Still, if you’re planning a holiday party and you want to try one of the new-fangled versions, don’t think the fancy new packaging is going to protect your wine from going off any better than the old fashioned bottle, scientists say. In fact, it may be worse in some instances.
Temperature is a key factor in a wine’s shelf life. “There’s common knowledge in the wine industry that you shouldn’t keep your wine in a warm place,” says Helene Hopfer, a post-doctoral chemist and food sensory scientist at UC Davis, especially if you plan to keep it around awhile. That’s because the warmer the wine, the faster oxygen reacts with the compounds inside, which causes the wine to lose some of its aromatic compounds and turn a darker color. Basically, it becomes vinegar.
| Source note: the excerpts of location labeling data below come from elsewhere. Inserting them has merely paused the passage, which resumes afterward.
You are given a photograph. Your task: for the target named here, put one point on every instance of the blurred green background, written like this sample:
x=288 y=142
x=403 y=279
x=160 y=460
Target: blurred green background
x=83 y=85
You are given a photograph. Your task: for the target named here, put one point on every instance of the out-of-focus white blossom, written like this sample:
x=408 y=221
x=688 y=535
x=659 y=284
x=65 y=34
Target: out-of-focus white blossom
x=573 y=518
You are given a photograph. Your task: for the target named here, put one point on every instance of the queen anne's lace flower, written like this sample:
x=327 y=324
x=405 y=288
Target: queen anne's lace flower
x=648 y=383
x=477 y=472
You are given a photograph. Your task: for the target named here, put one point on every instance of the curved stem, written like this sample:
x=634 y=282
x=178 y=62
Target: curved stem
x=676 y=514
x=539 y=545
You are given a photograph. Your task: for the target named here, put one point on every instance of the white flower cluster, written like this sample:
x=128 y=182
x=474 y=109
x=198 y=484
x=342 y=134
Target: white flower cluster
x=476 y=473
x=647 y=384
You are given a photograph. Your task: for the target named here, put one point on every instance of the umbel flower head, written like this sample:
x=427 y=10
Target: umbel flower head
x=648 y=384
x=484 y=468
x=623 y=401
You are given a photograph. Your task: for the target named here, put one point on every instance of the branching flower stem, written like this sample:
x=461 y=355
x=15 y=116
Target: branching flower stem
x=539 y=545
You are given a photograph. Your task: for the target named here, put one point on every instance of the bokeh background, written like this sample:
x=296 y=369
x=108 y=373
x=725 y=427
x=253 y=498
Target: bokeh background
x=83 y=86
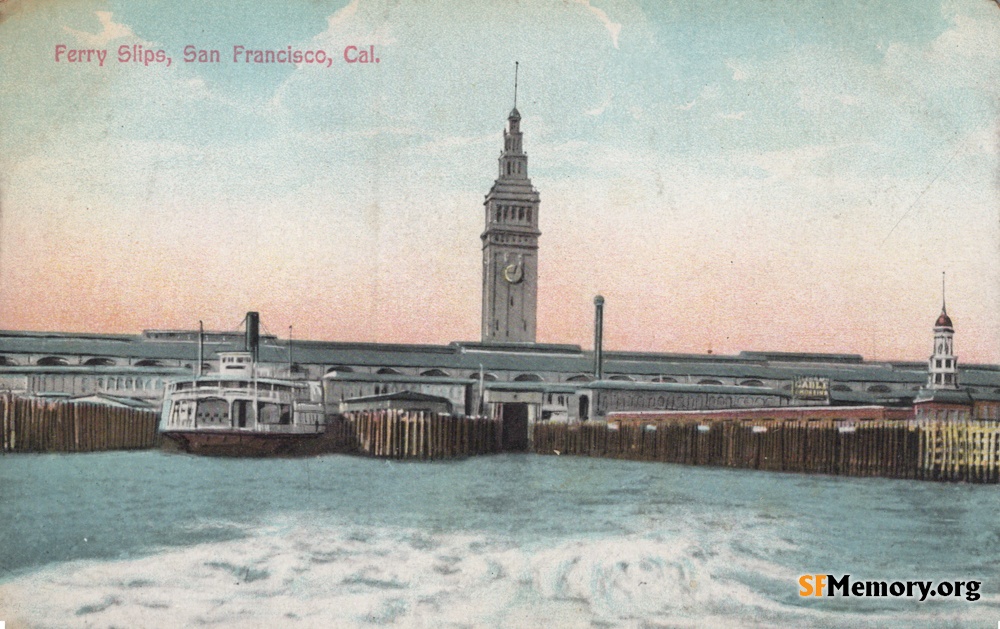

Hopfer and her colleagues wanted to see how different packaging strategies held up at different temperatures and recently published their results in the Journal of Agricultural and Food Chemistry. They put the same California Chardonnay in five different packages: natural cork, synthetic cork, screw cap, and two kinds of bag-in-box containers. For three months, they stored the wine at three different temperatures: 50 degrees Fahrenheit (10 C), 68 degrees Fahrenheit (20 C), and 104 degrees Fahrenheit (40 C).
They chemically analyzed the wine periodically, and a panel of tasters ultimately evaluated the wines’ smells, tastes, and looks. At 68 degrees Fahrenheit, the bag-in-box wines showed small differences from the bottled wine, but at 104 degrees Fahrenheit, they aged significantly more quickly than bottled wine. (For what it’s worth, the researchers didn’t find a significant difference between real cork, fake cork, and screwtops.)
Temperature is something to think about when it comes to wine, says Hopfer. “You often get wines that are thermally damaged if you ship across the country because there can be huge temperature differences during transport.”
And while many of us would expect a vacuum-sealed bag to do a better job of keeping oxygen out than a breathable cork, it’s not the case. The bag component of bag-in-box wines is made of a thin plastic polymer (polyethylene or polypropylene) that’s actually pretty easy for oxygen to cross. Whereas “if you look at the glass bottle, the only way oxygen can get in is through the cork,” says Hopfer.
Perhaps the more important finding is that at the colder temperature, boxed wine had basically aged the same as bottled wine. That’s because companies have been layering different oxygen-stopping polymers over the initial breathable layer. “They’ve fine-tuned that bag for the wine industry,” she says.
So, if you’re stocking up wine for this season’s holiday parties, boxed wine can meet your grape expectations. Hopfer advises: “The cooler, the better.”